Le troisième chapitre, très intéressant, aborde le sujet difficile de la phrase et fait avancer la question, nous semble-t-il ; la démarche est pondérée et progressive, notant à juste titre l'apparente évidence de la notion pour mieux s'en méfier et dégageant au titre de préalables nécessaires des éléments de réflexion générale sur la ponctuation dans son rapport avec la définition d'un style. L'auteur exploite certaines déclarations de l'écrivain, notamment au sujet de l'oralisation problématique de la «phrase» simonienne (peut-être la lecture de La Route des Flandres enregistrée par Vitez pourrait-elle être ici prise en compte?). L'examen de l'ouverture du roman est de bonne méthode. Cela permet à C.R. de dégager la manière dont la ponctuation accompagne les glissements énonciatifs de manière décalée. Elle fait au « signe complexe » (combinaison de quatre signes de ponctuation parfois) la place qu'il mérite. Elle distingue de façon convaincante parenthèse et tiret, faisant bien apparaître le rôle visuel de ce dernier. La virgule quant à elle donne lieu à un effort de quantification. Cette analyse bien menée débouche alors sur la problématique suivante : « dans quelle mesure est-on fondé à parler encore de phrase dans l'Écriture de LRF? » Le choix de la prudence conduit l'auteur à n'opter ni pour une définition graphique de la phrase, ni pour une définition exclusivement grammaticale. En effet il montre très bien comment la « phrase » (?) simonienne se joue des modèles grammaticaux.
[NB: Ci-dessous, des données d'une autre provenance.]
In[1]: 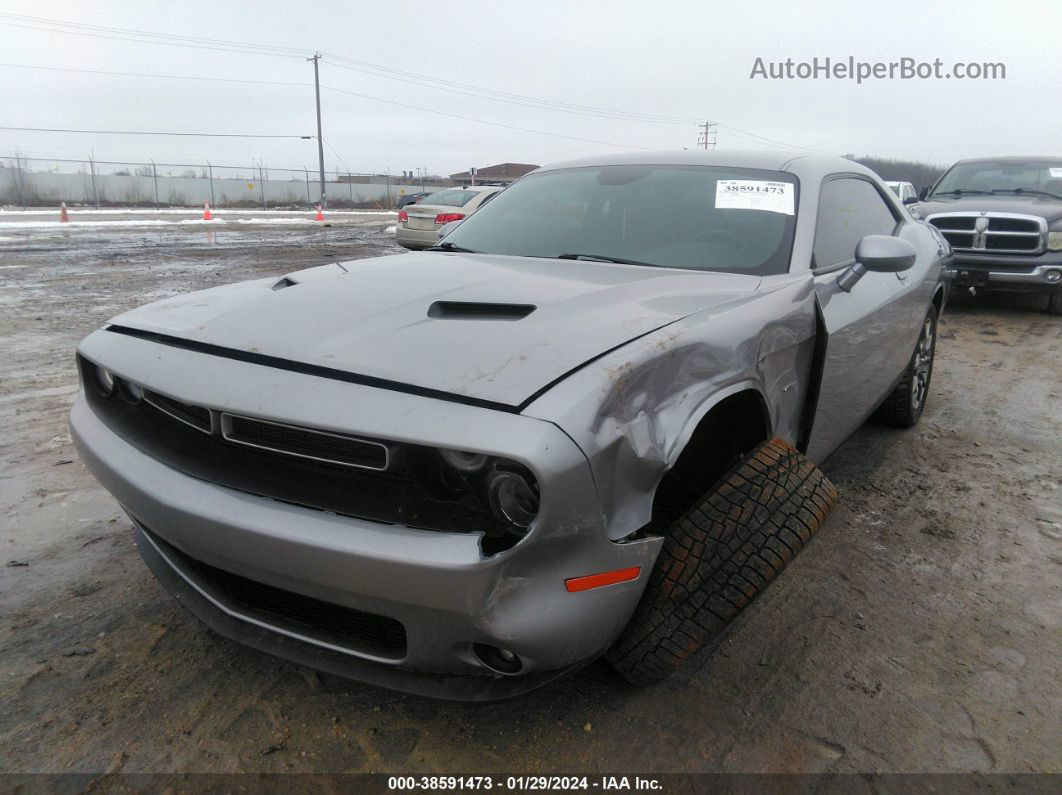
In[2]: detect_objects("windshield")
[445,166,797,275]
[421,190,479,207]
[932,160,1062,198]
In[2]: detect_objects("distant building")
[450,162,538,185]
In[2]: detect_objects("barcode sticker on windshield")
[716,179,793,215]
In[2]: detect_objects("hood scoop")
[428,300,535,321]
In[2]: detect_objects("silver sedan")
[395,186,501,249]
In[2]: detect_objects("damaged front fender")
[524,273,816,540]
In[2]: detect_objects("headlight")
[118,379,143,405]
[426,448,538,535]
[91,364,115,395]
[439,450,486,472]
[490,472,538,528]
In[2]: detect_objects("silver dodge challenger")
[70,152,950,701]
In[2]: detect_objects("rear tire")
[872,307,937,428]
[605,439,837,686]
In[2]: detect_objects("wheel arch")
[649,381,773,533]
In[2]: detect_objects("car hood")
[918,188,1062,223]
[110,252,760,408]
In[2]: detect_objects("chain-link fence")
[0,155,450,209]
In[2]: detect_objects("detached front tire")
[1047,292,1062,314]
[605,439,837,686]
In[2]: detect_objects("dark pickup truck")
[918,157,1062,314]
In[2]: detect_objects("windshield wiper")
[992,188,1062,198]
[553,254,660,267]
[425,240,482,254]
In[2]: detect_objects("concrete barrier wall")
[0,168,446,207]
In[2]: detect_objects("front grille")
[153,525,406,659]
[79,357,520,543]
[927,212,1046,254]
[221,414,388,470]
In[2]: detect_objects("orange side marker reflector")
[564,566,641,593]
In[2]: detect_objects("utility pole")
[307,52,328,209]
[697,120,717,150]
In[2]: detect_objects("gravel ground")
[0,218,1062,774]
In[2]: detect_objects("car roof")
[955,155,1062,166]
[531,150,873,174]
[432,185,501,193]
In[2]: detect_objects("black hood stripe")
[106,325,527,414]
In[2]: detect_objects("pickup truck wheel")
[872,307,937,428]
[605,439,837,686]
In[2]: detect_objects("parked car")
[395,186,501,249]
[395,191,431,210]
[71,152,948,699]
[919,157,1062,314]
[886,182,919,204]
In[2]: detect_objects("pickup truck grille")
[926,212,1046,255]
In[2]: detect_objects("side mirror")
[837,235,918,293]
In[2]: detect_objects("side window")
[815,177,896,267]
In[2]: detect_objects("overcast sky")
[0,0,1062,173]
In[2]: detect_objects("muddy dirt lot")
[0,219,1062,774]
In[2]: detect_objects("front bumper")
[944,252,1062,293]
[71,332,660,699]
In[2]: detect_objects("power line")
[0,12,308,58]
[321,85,658,152]
[0,13,835,155]
[327,55,692,124]
[0,60,313,88]
[0,126,313,140]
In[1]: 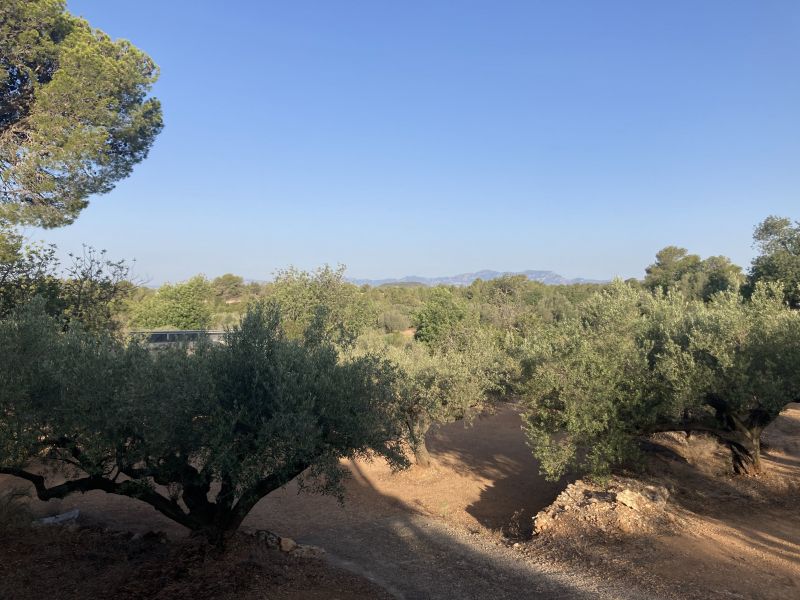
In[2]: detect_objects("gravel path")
[246,491,652,600]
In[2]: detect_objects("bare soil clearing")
[0,405,800,599]
[524,404,800,600]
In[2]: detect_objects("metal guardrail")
[128,329,225,346]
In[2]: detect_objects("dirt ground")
[0,527,391,600]
[525,404,800,600]
[0,405,800,600]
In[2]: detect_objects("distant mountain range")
[348,270,606,287]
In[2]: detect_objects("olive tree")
[0,0,163,227]
[354,328,507,467]
[524,282,800,477]
[0,303,405,541]
[0,231,133,332]
[269,265,376,348]
[748,216,800,308]
[130,275,213,329]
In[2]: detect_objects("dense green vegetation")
[0,0,800,540]
[0,217,800,537]
[0,0,163,227]
[0,300,405,540]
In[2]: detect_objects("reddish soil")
[0,527,390,600]
[0,405,800,600]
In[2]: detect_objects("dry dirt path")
[244,406,652,600]
[245,504,652,600]
[0,407,645,600]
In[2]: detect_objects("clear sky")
[34,0,800,283]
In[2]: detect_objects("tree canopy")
[644,246,744,300]
[0,302,406,539]
[0,0,163,227]
[748,216,800,308]
[131,275,212,329]
[524,282,800,477]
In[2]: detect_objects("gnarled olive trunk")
[406,415,431,468]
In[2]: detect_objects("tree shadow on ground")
[429,404,575,537]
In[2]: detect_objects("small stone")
[281,538,297,552]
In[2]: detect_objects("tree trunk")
[406,417,431,469]
[728,436,761,475]
[413,436,431,469]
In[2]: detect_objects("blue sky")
[34,0,800,283]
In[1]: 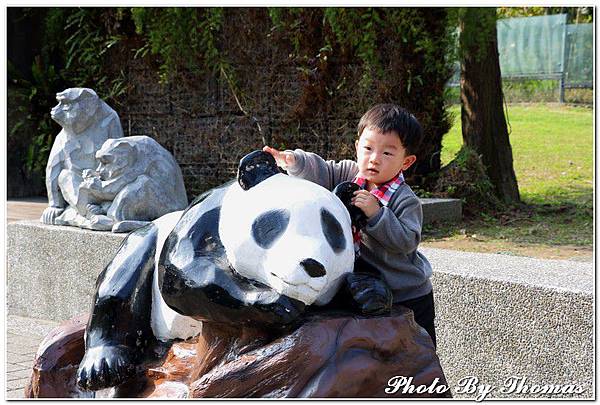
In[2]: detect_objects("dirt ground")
[420,237,594,262]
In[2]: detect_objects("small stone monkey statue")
[40,88,123,225]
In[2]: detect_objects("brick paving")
[6,197,48,223]
[5,315,58,398]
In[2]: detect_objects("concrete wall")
[422,249,594,398]
[7,221,594,398]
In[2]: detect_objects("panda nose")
[300,259,327,277]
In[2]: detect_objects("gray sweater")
[287,149,432,303]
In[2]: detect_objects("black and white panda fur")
[77,151,391,390]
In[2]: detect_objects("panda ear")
[238,150,281,190]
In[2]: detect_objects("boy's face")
[355,128,417,186]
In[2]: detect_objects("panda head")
[219,151,354,305]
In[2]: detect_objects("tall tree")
[459,7,520,204]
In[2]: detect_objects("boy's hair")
[358,104,423,155]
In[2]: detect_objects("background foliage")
[9,8,453,194]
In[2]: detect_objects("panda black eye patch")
[252,209,290,249]
[321,208,346,253]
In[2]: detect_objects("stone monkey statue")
[40,88,123,225]
[76,136,188,232]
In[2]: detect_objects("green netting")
[497,14,567,77]
[565,24,594,87]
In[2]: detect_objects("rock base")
[26,307,450,398]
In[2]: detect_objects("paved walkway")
[6,197,48,223]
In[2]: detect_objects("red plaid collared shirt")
[352,172,404,252]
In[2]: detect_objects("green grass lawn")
[425,104,594,252]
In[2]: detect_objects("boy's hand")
[351,190,381,219]
[263,146,296,169]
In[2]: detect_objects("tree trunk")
[460,8,520,204]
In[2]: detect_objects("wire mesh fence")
[448,14,594,104]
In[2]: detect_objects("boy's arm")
[287,149,358,190]
[363,196,423,254]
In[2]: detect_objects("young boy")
[263,104,436,345]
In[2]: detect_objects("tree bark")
[460,8,520,204]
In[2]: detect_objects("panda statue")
[77,151,391,391]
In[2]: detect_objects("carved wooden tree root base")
[25,307,448,398]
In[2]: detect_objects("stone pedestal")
[6,221,125,321]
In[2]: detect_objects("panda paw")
[77,345,136,391]
[346,273,392,315]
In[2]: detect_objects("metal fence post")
[558,17,567,104]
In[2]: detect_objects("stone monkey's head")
[96,138,137,180]
[50,87,101,134]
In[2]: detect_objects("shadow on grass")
[423,185,593,248]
Pour résoudre les difficultés auxquelles conduit l'application de cette notion est élaborée celle de « hors-phrase », ou plutôt d'une conjonction phrase/hors-phrase, rendant compte de l'Écriture simonienne sur le mode d'une alternance de la dilatation et du repli, qui aboutit au problème essentiel du rythme (la citation de Benveniste est légèrement approximative, mais qu'importe?) La notion essentielle de variation apparaît par petites touches, avant d'être systématisée, lorsqu'on s'efforce, pour finir, de saisir de l'intérieur la dynamique particulière du texte simonien.
Véronique GOCEL L'information grammaticale 1999.